[MEN] STAR WARS XXX EPISODIO I: Jessy Ares Obi-Wan le enseña toda la espada láser a Luke Adams Skywalker y se la mete por el culo

Hace mucho tiempo, en una galaxia gay muy, muy lejana…

… la República está en guerra. La Armada Imperial gobernada por Vader están invadiendo y exclavizando a parte de la galaxia. Durante uno de los ataques, la casa de Luke resulta destruída y vaga por el desierto buscando respuestas. Obi-Wan le encuentra y le desvela un secreto.

Desde pequeño, a Luke Adams Skywalker le chiflaban los palos láser, su forma alargada y cilíndrica, perfecta, cómo se iluminaban y centelleaban batallando contra el viento, los chisporroteos que salían de cualquiera de sus partes al contacto con otro sable o cualquier otro objeto y que le hacían soltar un gritito de emoción. Soñaba todas las noches con poder tener uno de esos entre las manos, empuñarlo y dominar el mundo, sentirse fuerte. No es de extrañar que, a medida que fue creciendo, su interés por los palos de luz fuese creciendo más y más, a la par que ya apenas hacía caso a otras armas como las granadas en forma de peras que otros niños de su edad aprendían a dominar. Lo suyo era el sable.

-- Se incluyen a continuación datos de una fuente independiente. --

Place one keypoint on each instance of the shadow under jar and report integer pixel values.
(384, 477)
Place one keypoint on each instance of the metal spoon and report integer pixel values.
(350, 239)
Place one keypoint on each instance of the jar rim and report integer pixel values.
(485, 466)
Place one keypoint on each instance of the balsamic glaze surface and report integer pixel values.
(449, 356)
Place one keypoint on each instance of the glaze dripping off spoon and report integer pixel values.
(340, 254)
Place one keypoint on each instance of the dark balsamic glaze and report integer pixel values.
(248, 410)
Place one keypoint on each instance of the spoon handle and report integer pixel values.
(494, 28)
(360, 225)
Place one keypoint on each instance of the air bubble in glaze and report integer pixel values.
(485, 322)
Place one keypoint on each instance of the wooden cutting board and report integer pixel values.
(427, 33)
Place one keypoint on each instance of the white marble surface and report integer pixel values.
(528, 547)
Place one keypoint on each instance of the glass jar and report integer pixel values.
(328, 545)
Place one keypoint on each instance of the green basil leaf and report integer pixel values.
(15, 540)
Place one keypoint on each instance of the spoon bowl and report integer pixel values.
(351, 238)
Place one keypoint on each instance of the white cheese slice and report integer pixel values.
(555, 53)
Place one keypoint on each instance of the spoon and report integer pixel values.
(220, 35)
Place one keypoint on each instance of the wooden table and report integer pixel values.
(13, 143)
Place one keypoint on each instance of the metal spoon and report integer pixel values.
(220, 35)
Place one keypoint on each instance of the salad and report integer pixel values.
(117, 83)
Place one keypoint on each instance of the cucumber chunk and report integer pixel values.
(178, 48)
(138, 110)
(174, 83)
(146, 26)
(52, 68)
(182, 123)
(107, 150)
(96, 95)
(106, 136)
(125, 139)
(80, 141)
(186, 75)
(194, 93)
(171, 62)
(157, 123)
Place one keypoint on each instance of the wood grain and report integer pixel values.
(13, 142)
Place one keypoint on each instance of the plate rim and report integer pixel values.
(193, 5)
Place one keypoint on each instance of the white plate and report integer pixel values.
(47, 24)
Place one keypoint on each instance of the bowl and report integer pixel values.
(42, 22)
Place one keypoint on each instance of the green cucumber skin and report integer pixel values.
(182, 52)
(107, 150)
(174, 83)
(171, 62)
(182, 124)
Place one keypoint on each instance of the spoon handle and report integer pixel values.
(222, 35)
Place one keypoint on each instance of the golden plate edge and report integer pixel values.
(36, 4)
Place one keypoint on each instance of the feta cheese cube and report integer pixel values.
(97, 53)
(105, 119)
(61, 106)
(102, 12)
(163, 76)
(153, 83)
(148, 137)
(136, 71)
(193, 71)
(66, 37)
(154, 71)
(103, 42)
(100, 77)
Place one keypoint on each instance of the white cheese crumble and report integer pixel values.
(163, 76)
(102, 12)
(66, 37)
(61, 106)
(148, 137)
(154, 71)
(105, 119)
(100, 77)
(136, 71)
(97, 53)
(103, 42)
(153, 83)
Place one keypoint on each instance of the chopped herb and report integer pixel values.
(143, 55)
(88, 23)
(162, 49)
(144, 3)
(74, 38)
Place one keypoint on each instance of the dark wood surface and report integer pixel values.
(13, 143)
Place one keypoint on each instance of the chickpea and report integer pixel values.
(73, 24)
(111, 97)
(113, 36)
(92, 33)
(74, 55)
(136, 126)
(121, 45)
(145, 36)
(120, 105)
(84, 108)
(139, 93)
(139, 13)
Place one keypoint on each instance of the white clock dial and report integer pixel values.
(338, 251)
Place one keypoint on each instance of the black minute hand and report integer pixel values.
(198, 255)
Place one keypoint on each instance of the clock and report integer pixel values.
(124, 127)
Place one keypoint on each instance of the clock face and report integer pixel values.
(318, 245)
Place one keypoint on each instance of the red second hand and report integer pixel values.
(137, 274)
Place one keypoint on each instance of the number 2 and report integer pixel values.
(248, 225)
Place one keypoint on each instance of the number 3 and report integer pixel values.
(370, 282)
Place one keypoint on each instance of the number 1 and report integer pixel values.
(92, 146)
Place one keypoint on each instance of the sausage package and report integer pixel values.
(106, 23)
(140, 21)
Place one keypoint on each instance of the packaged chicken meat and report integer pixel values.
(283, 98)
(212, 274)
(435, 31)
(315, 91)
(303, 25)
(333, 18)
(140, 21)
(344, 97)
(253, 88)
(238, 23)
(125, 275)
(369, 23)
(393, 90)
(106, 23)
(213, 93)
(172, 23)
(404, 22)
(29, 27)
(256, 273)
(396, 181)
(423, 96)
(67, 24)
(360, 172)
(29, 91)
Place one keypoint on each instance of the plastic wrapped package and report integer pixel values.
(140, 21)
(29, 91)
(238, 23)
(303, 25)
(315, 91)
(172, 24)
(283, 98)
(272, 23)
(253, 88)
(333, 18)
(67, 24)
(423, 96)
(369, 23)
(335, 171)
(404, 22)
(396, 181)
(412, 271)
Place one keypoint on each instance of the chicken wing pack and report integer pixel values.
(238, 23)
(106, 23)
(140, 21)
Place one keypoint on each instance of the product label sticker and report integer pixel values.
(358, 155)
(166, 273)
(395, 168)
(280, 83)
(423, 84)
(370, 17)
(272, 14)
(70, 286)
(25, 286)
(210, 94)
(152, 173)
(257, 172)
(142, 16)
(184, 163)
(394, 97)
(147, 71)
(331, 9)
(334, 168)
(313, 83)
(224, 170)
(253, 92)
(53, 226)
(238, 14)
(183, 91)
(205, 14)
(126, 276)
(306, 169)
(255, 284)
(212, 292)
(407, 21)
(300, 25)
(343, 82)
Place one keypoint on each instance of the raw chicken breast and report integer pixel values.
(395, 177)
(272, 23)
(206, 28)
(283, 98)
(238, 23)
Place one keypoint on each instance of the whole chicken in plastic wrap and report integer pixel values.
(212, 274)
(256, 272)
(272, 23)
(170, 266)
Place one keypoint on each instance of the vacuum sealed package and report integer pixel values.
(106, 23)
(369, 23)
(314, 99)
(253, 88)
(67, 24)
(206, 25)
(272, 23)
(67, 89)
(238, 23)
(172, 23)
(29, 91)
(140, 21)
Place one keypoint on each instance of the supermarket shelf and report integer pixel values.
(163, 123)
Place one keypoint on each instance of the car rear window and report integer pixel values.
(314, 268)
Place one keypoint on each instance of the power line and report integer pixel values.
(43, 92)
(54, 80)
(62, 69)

Aunque de casta le viene al galgo y a los hombres de Tatooine se les da muy bien ya de por sí agarrar objetos cilíndricos al igual que a los hombres de toda la galaxia por instinto, sobre todo cuando descubren el placer de hacerse una buena paja, Luke todavía es demasiado jóven e inexperto para poder manejar con maestría el sable. Cuando por fin consigue hacerse con uno en su decimoctavo cumpleaños, acude a la ayuda del maestro Jessy Ares Obi-Wan, todo un experto en estas artes.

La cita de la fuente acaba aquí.